All of these tools belong to the category known as proof-assistants. Their basic principle works like this:

  • Mathematical statements are converted into a strict formal language.
  • The software operates with a fixed rule set of logic and permitted inference rules.
  • Each step of a proof must be derivable under those rules.
  • If there is a leap or a gap anywhere, the proof process stops.

Rather than automatically “inventing” an entire proof, these programs guide people through the construction. They suggest partial routes, check hypotheses, or offer alternatives when a line of attack leads to a dead end. At best, this becomes a dialogue between intuition on one side and formal rigour on the other.

Opportunities, risks and open questions

The upsides are obvious: greater confidence that published results truly hold. Faster checking of extremely complex projects. Better transparency, because every step is explicit in code.

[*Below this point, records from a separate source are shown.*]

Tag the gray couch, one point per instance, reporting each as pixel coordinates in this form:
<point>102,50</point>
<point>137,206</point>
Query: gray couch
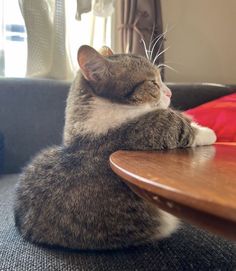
<point>31,118</point>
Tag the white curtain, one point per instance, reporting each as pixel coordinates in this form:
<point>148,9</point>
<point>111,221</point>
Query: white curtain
<point>48,25</point>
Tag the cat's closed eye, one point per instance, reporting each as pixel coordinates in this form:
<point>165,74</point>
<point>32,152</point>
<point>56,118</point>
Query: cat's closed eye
<point>155,83</point>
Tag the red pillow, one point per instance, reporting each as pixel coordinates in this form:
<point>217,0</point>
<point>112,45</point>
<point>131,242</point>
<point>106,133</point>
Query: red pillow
<point>219,115</point>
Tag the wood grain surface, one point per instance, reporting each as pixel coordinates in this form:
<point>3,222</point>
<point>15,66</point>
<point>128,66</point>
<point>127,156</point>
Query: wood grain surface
<point>196,184</point>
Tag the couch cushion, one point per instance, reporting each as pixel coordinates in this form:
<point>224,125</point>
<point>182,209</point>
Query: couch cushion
<point>1,151</point>
<point>188,249</point>
<point>219,115</point>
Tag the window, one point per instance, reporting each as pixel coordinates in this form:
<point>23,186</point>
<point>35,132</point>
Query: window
<point>92,30</point>
<point>13,40</point>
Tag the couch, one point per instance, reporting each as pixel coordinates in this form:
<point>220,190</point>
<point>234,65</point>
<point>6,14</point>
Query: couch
<point>31,118</point>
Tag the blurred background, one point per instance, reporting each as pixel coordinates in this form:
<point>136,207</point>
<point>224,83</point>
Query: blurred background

At the same time, a sensitive question arises: how far should the community rely on this software? Will researchers eventually do little more than check that the computer reports “green”, without understanding each step? Some already warn about a kind of “autopilot mathematics”, where only a small group of specialists can properly scrutinise the tools’ own code.

There is also the dependency on particular platforms and programming languages. Anyone who builds a career on Lean-based proofs ties themselves to an ecosystem. What happens if the community shifts to a different system one day? These issues are increasingly appearing in specialist debates.

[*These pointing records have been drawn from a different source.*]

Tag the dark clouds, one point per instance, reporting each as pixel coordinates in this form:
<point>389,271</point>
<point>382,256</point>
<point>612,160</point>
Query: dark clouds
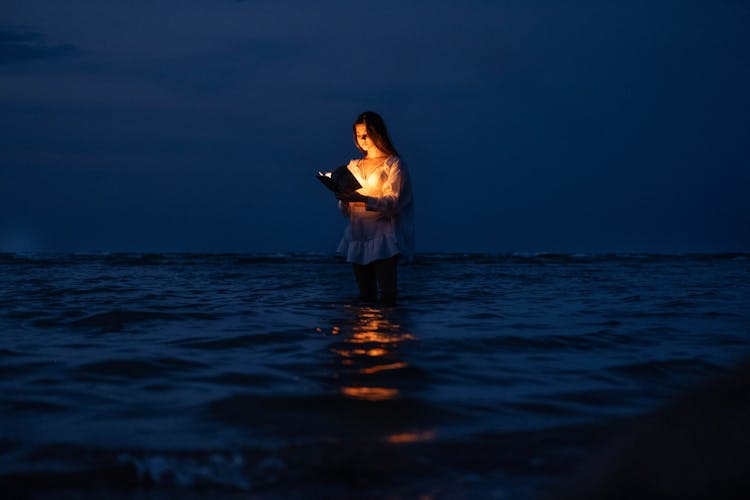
<point>18,47</point>
<point>529,126</point>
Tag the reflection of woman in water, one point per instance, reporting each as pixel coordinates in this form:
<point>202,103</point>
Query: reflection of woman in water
<point>381,213</point>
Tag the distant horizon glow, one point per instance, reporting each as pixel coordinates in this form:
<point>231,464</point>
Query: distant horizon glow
<point>558,127</point>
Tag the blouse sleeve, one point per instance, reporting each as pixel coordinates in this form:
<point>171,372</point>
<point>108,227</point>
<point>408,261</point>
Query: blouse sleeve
<point>396,191</point>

What changes for students and lecturers

At many universities, courses on formal proofs and proof-assistants are entering the curriculum. Students learn not only classical proof strategies but also how to encode arguments formally. That sharpens understanding: being forced to spell out every seemingly “obvious” statement quickly reveals where one previously relied on intuition rather than genuine comprehension.

Lecturers see an opportunity to create more transparency. Exam questions, for instance, can be accompanied by simple Lean scripts that let learners test whether their approaches are logically rigorous enough. The often mystical notion of a “proof” becomes a clearly structured process that can be practised step by step.

What happens next: human creativity, machine rigour

Many researchers expect the coming years to establish a more divided model of labour: people coin new concepts, take bold guesses, and sketch high-level strategies. Then the detailed work moves into the proof-assistant, supported by AI that recognises useful patterns from millions of lines of existing code.

Especially at the frontier of knowledge-where proofs run to several hundred pages or thousands of lines of code-this combination could push the discipline forward substantially. Projects once considered “too risky” or “too time-consuming” become more realistic. Theories may emerge whose complexity goes far beyond what any single mind could fully survey-yet still count as secure, because every line of formal logic is checkable.

That also shifts what a proof is understood to be. It is no longer only an elegant article in a journal, but a structure made from text, code and jointly maintained libraries. The old image of the solitary genius at a desk makes room for connected teams working with software at the edge of what can be proved in mathematics.